Re: [PATCH v1 10/15] block: add gup flag to bio_add_page()/bio_add_pc_page()/__bio_add_page()

From: Dan Williams
Date: Tue Apr 16 2019 - 12:54:37 EST


On Tue, Apr 16, 2019 at 9:47 AM Jan Kara <jack@xxxxxxx> wrote:
>
> On Mon 15-04-19 11:24:33, Jerome Glisse wrote:
> > On Mon, Apr 15, 2019 at 04:59:52PM +0200, Jan Kara wrote:
> > > Hi Jerome!
> > >
> > > On Thu 11-04-19 17:08:29, jglisse@xxxxxxxxxx wrote:
> > > > From: JÃrÃme Glisse <jglisse@xxxxxxxxxx>
> > > >
> > > > We want to keep track of how we got a reference on page added to bio_vec
> > > > ie wether the page was reference through GUP (get_user_page*) or not. So
> > > > add a flag to bio_add_page()/bio_add_pc_page()/__bio_add_page() to that
> > > > effect.
> > >
> > > Thanks for writing this patch set! Looking through patches like this one,
> > > I'm a bit concerned. With so many bio_add_page() callers it's difficult to
> > > get things right and not regress in the future.
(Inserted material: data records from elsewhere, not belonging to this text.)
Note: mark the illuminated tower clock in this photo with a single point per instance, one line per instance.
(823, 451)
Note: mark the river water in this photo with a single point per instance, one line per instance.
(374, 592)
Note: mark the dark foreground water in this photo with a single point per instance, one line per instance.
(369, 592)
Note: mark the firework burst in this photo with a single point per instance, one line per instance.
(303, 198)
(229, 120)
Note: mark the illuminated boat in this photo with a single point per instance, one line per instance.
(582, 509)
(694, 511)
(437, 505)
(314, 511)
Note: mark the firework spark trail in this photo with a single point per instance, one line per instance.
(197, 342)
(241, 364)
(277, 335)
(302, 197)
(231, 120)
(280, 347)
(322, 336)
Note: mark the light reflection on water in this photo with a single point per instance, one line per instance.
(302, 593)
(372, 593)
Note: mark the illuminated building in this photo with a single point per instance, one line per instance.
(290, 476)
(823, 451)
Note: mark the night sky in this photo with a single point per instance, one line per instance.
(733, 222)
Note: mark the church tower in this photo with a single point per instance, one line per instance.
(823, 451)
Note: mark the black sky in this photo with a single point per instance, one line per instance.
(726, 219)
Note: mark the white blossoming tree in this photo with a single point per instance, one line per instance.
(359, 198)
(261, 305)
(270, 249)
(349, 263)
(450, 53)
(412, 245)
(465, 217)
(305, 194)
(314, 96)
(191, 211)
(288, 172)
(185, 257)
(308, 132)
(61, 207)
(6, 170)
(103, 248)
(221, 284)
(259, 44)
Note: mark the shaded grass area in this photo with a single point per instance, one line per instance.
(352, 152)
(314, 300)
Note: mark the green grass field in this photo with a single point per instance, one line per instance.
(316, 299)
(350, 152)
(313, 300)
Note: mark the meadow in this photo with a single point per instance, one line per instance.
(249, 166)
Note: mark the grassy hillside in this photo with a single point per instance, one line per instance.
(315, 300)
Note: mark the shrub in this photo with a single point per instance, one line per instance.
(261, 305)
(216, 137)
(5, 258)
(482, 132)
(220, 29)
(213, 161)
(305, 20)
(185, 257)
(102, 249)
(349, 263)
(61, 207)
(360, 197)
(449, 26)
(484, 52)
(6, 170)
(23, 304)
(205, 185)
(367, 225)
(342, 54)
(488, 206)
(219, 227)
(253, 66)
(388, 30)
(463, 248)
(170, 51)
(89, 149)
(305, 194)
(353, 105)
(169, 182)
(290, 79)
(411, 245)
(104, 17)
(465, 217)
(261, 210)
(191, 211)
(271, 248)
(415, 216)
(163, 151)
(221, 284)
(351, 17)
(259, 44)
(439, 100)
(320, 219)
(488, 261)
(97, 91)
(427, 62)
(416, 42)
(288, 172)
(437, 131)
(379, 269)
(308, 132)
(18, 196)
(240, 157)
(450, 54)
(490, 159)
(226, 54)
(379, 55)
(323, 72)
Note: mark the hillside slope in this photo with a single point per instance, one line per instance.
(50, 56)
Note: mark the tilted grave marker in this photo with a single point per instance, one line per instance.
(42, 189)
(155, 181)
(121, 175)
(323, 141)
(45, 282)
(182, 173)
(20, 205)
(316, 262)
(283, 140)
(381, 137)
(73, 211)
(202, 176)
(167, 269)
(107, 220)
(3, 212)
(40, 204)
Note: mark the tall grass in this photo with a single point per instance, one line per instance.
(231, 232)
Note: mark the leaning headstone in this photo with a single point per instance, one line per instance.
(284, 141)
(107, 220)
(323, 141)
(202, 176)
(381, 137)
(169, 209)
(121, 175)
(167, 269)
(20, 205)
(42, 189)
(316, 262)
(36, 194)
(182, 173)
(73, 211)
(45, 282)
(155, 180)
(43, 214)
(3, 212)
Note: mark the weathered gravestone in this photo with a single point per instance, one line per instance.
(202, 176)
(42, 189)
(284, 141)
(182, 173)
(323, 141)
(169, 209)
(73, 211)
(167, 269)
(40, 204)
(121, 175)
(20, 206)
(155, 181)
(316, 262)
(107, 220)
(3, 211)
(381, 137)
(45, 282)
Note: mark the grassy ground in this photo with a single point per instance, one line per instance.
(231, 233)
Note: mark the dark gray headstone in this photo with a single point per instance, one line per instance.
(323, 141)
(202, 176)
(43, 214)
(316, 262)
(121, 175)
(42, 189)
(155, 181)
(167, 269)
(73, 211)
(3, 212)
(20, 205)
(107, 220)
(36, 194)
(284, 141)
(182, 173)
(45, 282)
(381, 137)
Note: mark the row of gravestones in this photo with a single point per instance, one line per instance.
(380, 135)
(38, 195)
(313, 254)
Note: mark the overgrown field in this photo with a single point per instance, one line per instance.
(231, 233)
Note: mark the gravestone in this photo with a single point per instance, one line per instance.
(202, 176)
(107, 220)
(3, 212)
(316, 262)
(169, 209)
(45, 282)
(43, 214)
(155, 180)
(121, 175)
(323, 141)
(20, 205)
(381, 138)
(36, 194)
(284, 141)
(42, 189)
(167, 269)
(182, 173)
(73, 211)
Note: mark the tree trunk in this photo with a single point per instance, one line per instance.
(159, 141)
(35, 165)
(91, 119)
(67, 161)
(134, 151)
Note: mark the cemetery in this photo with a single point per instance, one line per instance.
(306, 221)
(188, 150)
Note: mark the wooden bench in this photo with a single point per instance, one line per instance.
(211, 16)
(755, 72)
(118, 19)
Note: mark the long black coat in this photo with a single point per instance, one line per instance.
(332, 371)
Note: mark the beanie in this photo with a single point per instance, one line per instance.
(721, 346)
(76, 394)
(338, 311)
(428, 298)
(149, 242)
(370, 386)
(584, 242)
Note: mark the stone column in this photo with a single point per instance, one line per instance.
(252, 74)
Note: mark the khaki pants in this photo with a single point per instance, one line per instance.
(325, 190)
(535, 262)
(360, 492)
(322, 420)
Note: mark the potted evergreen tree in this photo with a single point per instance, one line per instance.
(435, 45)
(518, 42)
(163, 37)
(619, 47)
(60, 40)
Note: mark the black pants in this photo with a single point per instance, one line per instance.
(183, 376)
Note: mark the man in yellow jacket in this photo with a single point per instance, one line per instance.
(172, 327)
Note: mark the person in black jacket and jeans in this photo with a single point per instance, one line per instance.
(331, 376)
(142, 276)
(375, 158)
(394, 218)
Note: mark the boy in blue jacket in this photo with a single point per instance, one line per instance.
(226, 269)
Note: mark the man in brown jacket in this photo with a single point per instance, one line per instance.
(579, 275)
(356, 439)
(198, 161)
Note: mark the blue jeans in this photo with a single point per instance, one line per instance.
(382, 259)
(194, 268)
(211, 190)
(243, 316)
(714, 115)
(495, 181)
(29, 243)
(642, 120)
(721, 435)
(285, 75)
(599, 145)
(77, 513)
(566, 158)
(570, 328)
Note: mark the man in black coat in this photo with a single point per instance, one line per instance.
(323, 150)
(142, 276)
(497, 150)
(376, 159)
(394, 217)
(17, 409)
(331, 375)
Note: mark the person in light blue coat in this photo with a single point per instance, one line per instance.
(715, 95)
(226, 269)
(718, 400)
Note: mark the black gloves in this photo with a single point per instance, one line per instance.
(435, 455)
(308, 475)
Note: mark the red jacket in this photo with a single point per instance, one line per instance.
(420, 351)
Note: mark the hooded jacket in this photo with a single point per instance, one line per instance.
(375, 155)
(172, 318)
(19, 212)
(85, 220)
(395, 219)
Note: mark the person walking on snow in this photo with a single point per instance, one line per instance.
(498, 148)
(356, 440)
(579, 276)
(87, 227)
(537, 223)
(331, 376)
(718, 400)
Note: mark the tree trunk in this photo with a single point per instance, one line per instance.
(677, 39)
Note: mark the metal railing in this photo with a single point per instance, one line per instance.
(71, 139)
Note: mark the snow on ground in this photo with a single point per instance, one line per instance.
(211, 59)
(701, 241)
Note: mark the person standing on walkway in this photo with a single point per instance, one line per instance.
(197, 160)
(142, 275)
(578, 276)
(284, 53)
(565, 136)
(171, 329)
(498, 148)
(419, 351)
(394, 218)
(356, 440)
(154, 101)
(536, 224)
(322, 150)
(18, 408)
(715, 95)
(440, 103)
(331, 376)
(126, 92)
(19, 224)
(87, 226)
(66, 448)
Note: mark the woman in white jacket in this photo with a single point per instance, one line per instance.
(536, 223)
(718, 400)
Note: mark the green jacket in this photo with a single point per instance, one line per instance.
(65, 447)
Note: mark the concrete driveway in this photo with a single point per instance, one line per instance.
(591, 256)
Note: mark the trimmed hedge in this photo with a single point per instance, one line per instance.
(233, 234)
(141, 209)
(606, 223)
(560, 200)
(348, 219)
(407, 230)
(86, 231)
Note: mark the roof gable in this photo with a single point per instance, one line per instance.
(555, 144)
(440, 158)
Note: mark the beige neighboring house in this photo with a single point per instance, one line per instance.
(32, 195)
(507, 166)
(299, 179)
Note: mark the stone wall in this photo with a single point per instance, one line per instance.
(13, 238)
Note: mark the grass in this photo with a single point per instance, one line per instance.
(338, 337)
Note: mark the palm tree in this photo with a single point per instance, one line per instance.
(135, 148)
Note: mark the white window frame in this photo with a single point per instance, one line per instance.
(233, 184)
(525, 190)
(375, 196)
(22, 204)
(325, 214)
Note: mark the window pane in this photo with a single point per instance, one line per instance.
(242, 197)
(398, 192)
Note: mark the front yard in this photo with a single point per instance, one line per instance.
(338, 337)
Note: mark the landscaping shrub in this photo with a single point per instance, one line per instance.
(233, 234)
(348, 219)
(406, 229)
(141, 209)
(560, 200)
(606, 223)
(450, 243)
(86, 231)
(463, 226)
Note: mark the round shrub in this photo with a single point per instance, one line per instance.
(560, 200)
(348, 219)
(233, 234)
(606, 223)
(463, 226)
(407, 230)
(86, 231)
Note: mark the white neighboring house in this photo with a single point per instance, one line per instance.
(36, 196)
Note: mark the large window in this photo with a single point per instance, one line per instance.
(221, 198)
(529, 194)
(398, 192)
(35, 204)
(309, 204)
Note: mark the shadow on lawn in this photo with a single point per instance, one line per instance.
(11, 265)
I'm wondering whether the
> > > things won't be less error-prone if we required that all page reference
> > > from bio are gup-like (not necessarily taken by GUP, if creator of the bio
> > > gets to struct page he needs via some other means (e.g. page cache lookup),
> > > he could just use get_gup_pin() helper we'd provide). After all, a page
> > > reference in bio means that the page is pinned for the duration of IO and
> > > can be DMAed to/from so it even makes some sense to track the reference
> > > like that. Then bio_put() would just unconditionally do put_user_page() and
> > > we won't have to propagate the information in the bio.
> > >
> > > Do you think this would be workable and easier?
> >
> > It might be workable but i am not sure it is any simpler. bio_add_page*()
> > does not take page reference it is up to the caller to take the proper
> > page reference so the complexity would be push there (just in a different
> > place) so i don't think it would be any simpler. This means that we would
> > have to update more code than this patchset does.
>
> I agree that the amount of work in this patch set is about the same
> (although you don't have to pass the information about reference type in
> the biovec so you save the complexities there). But for the future the
> rule that "bio references must be gup-pins" is IMO easier to grasp for
> developers and you can reasonably assert it in bio_add_page().
>
> > This present patch is just a coccinelle semantic patch and even if it
> > is scary to see that many call site, they are not that many that need
> > to worry about the GUP parameter and they all are in patch 11, 12, 13
> > and 14.
> >
> > So i believe this patchset is simpler than converting everyone to take
> > a GUP like page reference. Also doing so means we loose the information
> > about GUP kind of defeat the purpose. So i believe it would be better
> > to limit special reference to GUP only pages.
>
> So what's the difference whether the page reference has been acquired via
> GUP or via some other means? I don't think that really matters. If say
> infiniband introduced new ioctl() that takes file descriptor, offset, and
> length and just takes pages from page cache and attaches them to their RDMA
> scatter-gather lists, then they'd need to use 'pin' references anyway...
>
> Then why do we work on differentiating between GUP pins and other page
> references? Because it matters what the reference is going to be used for
> and what is it's lifetime. And generally GUP references are used to do IO
> to/from page and may even be controlled by userspace so that's why we need
> to make them different. But in principle the 'gup-pin' reference is not about
> the fact that the reference has been obtained from GUP but about the fact
> that it is used to do IO. Hence I think that the rule "bio references must
> be gup-pins" makes some sense.

+1 to this idea. I don't see the need to preserve the concept that
some biovecs carry non-GUP pages.